17. The method of claim 1, further comprising:

determining whether the remediation is to be automatically performed based on configured preferences relating to a desired type of remediation or based on one or more historical interactions with an administrative user of the data storage system regarding performance of the remediation to address the risk or a similar risk; and

responsive to determining the remediation is to be automatically performed, performing said executing one or more remediation actions without requiring receipt of explicit authorization to perform the remediation from the administrative user.

18. A data storage system comprising:

one or more processing resources; and

instructions that when executed by the one or more processing resources cause the data storage system to: determine existence of a risk to which the data storage system is exposed by evaluating conditions associated with a set of one or more rules that are indicative of a root cause of the risk, wherein the set of one or more rules are part of a rule set that is derived at least in part based on community wisdom applicable to the data storage system; identify existence of a remediation associated with the risk that addresses or mitigates the risk; and execute one or more remediation actions that implement the remediation.

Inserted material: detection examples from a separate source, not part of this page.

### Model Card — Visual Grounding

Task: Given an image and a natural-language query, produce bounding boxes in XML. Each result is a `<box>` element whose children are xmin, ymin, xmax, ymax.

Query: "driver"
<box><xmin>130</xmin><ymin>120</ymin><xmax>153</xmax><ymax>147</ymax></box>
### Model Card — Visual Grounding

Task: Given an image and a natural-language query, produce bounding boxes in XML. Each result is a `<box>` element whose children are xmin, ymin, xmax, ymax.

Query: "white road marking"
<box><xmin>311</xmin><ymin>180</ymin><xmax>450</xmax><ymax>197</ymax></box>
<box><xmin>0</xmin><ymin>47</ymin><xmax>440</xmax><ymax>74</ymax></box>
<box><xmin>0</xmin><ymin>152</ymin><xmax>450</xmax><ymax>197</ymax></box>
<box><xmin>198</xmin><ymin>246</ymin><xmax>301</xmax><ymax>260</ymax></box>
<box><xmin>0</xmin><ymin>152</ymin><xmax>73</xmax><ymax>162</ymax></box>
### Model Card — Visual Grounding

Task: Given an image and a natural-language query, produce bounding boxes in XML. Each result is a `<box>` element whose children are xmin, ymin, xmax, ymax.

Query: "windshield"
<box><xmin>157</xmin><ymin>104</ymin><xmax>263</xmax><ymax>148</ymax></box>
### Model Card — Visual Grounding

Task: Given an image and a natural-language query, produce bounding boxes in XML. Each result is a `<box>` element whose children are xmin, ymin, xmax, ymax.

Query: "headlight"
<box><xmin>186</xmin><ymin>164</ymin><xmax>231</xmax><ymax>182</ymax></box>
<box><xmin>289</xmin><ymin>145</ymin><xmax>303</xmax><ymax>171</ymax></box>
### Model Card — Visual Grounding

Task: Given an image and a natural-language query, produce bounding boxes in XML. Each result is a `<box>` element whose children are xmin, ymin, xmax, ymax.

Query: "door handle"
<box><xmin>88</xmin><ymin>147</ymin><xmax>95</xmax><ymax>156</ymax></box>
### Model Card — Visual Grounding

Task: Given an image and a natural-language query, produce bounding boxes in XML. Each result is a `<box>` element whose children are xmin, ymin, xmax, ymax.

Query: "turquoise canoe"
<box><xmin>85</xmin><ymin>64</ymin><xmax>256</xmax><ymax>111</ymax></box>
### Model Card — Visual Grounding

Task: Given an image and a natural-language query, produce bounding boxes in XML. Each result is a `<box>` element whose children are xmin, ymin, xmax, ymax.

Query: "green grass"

19. The data storage system of claim 18, wherein the instructions further cause the data storage system to receive an update or an addition to one or both of the rule set and a remediation set of which the remediation is a part out-of-cycle with a release schedule for software of the data storage system.

20. The data storage system of claim 18, wherein one or both of the rule set and the remediation set are derived at least in part based on telemetry data periodically received by a vendor of the data storage system from a same or similar data storage system of the vendor that is utilized by a community of users.